Then there was my great uncle Ed's 1884 S&W .38 with the discolored nickel from riding in his hip pocket. I think I finally got $50 and some free S&W hats and pins for that one. Come to think of it, that was my dad's $50 in that gun. He got his money back and the freebies.

I've seen too many cheap guns in my life to spend any of my money on one.

John

Edited to add: The most I've actually spent on one gun is $1600 on a Cooper Custom Classic .22 to give my father.
 
...my great uncle Ed's 1884 S&W .38 with the discolored nickel from riding in his hip pocket. I think I finally got $50...

:scrutiny:

S&W .38s of that era typically go for $300-$400... a more common one might go for $200, and an unusual example might go for $1000. $50 must've been in 1960s dollars?
 
Most expensive: Marlin 1894 Cowboy Carbine in .41 Mag. Only made 1000 of them. Bought it & shoot it anyway b/c I wanted a carbine to go with my Blackhawk. Of course, about a year later they start offering .41 as a regular chambering in their standard leverguns...:banghead:
Least expensive: Mosin-Nagant 91/30
Best deal: Custom .280 Rem: FN Mauser action, stainless Douglas bbl, beautiful hardwood stock of unknown manufacture, AMAZING trigger. Scope mount holes on rear receiver ring had been drilled off-center. Fixed that with Leupold STD bases w/windage adjustment. Cost, including used Vari-X II 3-9x40: $600. Results: .80 inch groups at 200 yds w/Winchester 140 gr Ballistic Silvertip factory loads. And several dead deer.
 
my most expensive would have to be my ar
my cheapest i have aquired was free to me , that i was givin when a relative died . didn't cost me a thing so i guess that is cheap enough!
 
Although it had a magazine---the Raven was just a single shot---and that was after fiddlin with it for a bit between shots.:banghead:
 
Cheapest is a marlin bolt action 22lr with the tube magazine, I bought it new several years ago and I can't recall what I paid for it. I am thinking around 150 or so I guess.

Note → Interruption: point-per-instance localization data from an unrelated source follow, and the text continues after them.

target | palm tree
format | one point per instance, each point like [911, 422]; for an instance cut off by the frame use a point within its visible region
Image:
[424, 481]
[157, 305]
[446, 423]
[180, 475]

Most expensive is either a baer 1911 or a dsa fal and its optic on top, with the optic the fal wins without it I think they are awfully darn close.
 
32 years ago I bought a 22 High Standard Double Nine for $20.00 (used) I still have it and it still shoots staright. Most I ever spent is around $450.00
 
Pretty Easy Question

Most expensive, my Les Baer Thunder Ranch Special .45 caliber ACP;
even with my discount it was 'bout $1530 + tax.;)

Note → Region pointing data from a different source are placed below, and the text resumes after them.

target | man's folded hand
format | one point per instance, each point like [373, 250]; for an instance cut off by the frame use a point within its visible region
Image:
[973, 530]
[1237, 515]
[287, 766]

Least expensive would have to be my first handgun purchase, a Rhom
"Burgo" model 8-shot .22LR caliber revolver that I purchased at the
old K-Mart store for $42.50 + tax.:eek: :(
 
Most expensive, Desert Eagle .50AE bought it used but I could not tell if it
had been fired. Paid $950 IIRC.

Cheapest was a Charter 2000 Bulldog Pug .44 special. Brand new from Acad
about $194 tax and all.
 
Most expensive? I don't wanna say. Really.

Least expensive: CZ52 in excellent to new condition for $150. Best value, too. It's reliable, fun to shoot, and fun to look at in sort of a '50s ray-gun kinda way.
 
"S&W .38s of that era typically go for $300-$400... a more common one might go for $200, and an unusual example might go for $1000. $50 must've been in 1960s dollars?"

Not '60s dollars. It was a S&W .38 Double Action Second Model, 115,000 mfg. from 1880-1884. 60%=$170, 50%=$165, and so forth IF YOU CAN FIND A BUYER. It was pretty tight, but had been carried daily for 60? years. One grip was cracked and the nickel on one side was 3/4 black, but not peeling. They're a dime a dozen unless they're 90% or better and then they're rare.

And there were over 200,000 of the Third Model made and well over 200,000 of the Fourth and 15,000 of the Fifth.

Now the 4,000 First Model guns might bring a little more, but really, who wants a break-top that won't shoot .38 Special?

John
 
What you paid matters little. It is what they are worth today. My least valuable firearm is probably a Mossberg semi-auto 22. It probably cost the least too. But I have probably had the most fun with it, so who cares? Most most valuable firearm did not cost the most. But it doesn't really matter as I think about all the break even or lost money deals I have made on firearms.
 
Now the 4,000 First Model guns might bring a little more, but really, who wants a break-top that won't shoot .38 Special?

I own a few... not the .38s, but top break firing obsolete cartridges. Quite happy with them too. I've got to admit the ones I own are in surprisingly good condition considering their age and that bumped the price I paid, but I've never seen ANY for $50.

The prices I regularly see are more like this:
"S&W - .38 DA 2nd Model - .38 S&W, 3.25" barrel - About very good to fine condition. - Maybe 60% nickel remains overall, with barrel about gone gray; pretty good case colors. Working; dirty bore; chip out of bottom left grip could be glued back in. - antq -- $235"

Even crappy non-functional examples hover around $100.
 
Not purchased, but the prize in my collection is a Model 1855 Harper's Ferry .58 cal "rifle". Cheapest was a Jennings 9mm I traded as soon as I finished trying to shoot it.
 
OOOOOH, my 45 ACP USP at around 750.00. So long ago, I don't remember.
My Stevens 94 SS 12 Ga Shotgun I paid 40 bucks for. Killed around 3 or 4 turkeys with so far....
 
"The prices I regularly see are more like this:"

Those are about the same asking prices I see these days. As I found out, finding somebody to pay them is too much work. What the heck, I didn't lose any cash and made a profit of a few hats and pins.